What made you want to choose architecture as a career?
I’ve known I wanted to be an architect from a very early age. When I was a kid, I would find advertisements for ready-made house plans for sale in the newspaper, and I would cut them out and copy them, drafting away with a ruler and pencil, learning the language architectural drawing along the way. By high school, I was enthralled with drafting class, I loved geometry, and always had an aptitude for creative problem solving, as well as the humanities and the arts, all of which lead me down a clear path to architecture school, at the University of Oregon.

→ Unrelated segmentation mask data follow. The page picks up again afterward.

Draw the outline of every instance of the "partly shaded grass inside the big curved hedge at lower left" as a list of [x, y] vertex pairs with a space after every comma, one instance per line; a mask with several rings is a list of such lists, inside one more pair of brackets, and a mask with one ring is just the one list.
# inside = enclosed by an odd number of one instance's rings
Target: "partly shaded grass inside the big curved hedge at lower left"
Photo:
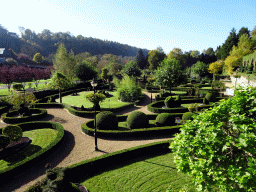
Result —
[[0, 170], [11, 168], [15, 163], [23, 161], [27, 157], [37, 153], [39, 150], [47, 147], [56, 139], [57, 133], [56, 130], [50, 128], [24, 131], [23, 137], [29, 137], [32, 140], [31, 144], [15, 155], [1, 159]]

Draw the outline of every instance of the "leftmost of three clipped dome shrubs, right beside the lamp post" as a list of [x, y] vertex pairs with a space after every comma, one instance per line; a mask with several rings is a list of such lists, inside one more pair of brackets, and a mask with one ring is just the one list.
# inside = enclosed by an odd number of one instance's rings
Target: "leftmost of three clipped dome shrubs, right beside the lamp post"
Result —
[[103, 111], [96, 115], [96, 127], [100, 130], [116, 130], [118, 128], [118, 120], [115, 113], [111, 111]]

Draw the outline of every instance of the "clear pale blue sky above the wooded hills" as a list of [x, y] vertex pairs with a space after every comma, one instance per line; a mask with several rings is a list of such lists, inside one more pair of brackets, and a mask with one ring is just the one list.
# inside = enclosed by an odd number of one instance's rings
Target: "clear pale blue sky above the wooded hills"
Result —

What was the pivotal moment in your career?
After a youth spent in small-town Oregon, my education exposed me to the great cities of the world ,and I longed to experience them. After graduation, I faced a choice, to take a job in Oregon, or jump in a car and head east for New York. I chose the latter, armed only with my school portfolio, and I landed a job eventually. The experience exposed me to a world of new ideas, and kicked off a decade of adventure, living and practicing in some amazing cities, like London, Boston, and Mumbai, before finally settling in the greatest city of all, San Francisco.
What’s your favorite thing about working here?

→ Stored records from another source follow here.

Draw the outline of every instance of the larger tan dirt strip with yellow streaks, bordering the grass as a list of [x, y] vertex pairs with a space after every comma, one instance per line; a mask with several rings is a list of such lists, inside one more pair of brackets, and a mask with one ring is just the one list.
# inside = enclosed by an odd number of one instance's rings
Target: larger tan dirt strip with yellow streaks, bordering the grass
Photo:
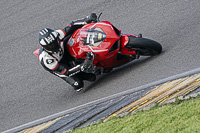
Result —
[[142, 108], [151, 106], [155, 103], [162, 104], [164, 101], [183, 96], [184, 94], [188, 94], [193, 90], [200, 87], [200, 74], [191, 75], [185, 78], [177, 79], [174, 81], [169, 81], [164, 84], [158, 85], [155, 89], [148, 92], [146, 95], [141, 97], [140, 99], [134, 101], [133, 103], [123, 107], [122, 109], [116, 111], [112, 115], [108, 116], [104, 119], [106, 122], [113, 116], [127, 114], [127, 113], [135, 113]]

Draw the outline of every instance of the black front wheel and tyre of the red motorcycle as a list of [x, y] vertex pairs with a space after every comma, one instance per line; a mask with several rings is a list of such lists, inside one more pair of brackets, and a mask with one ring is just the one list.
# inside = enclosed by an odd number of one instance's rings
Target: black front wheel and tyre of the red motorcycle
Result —
[[139, 52], [142, 56], [154, 56], [162, 52], [161, 44], [154, 40], [130, 36], [128, 38], [129, 42], [126, 47]]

The people! Everyone here is so talented, friendly and down-to-earth. It’s a big enough office to take on any scale of project, and small enough so everyone knows each other, which creates a strong sense of family and chemistry among the staff and leadership.
How do you define great architecture?
I believe that making great architecture is the perfect harmonization of the disciplines of art, engineering, and sociology, fueled by intrinsic values of humanism, ecology and efficiency, to create a kind of visceral delight and practical usefulness which anyone can experience and appreciate.
What’s your favorite restaurant?
I’m no “foodie” (unlike most San Franciscans) but I do have one restaurant obsession: Mission Chinese! Part social phenomenon and part magical, spicy alchemy. It started as a pop-up restaurant; a former gourmet-chef’s experiment in anti-pretentiousness and radical interpretations of traditional Szechuan, occupying the kitchen of an old Chinese dive on Mission street once a week. It was so popular they eventually took the restaurant over completely, and hired all the staff. But to find it, you have to be in the know. There’s no sign out front, it still only bears the name of the old restaurant.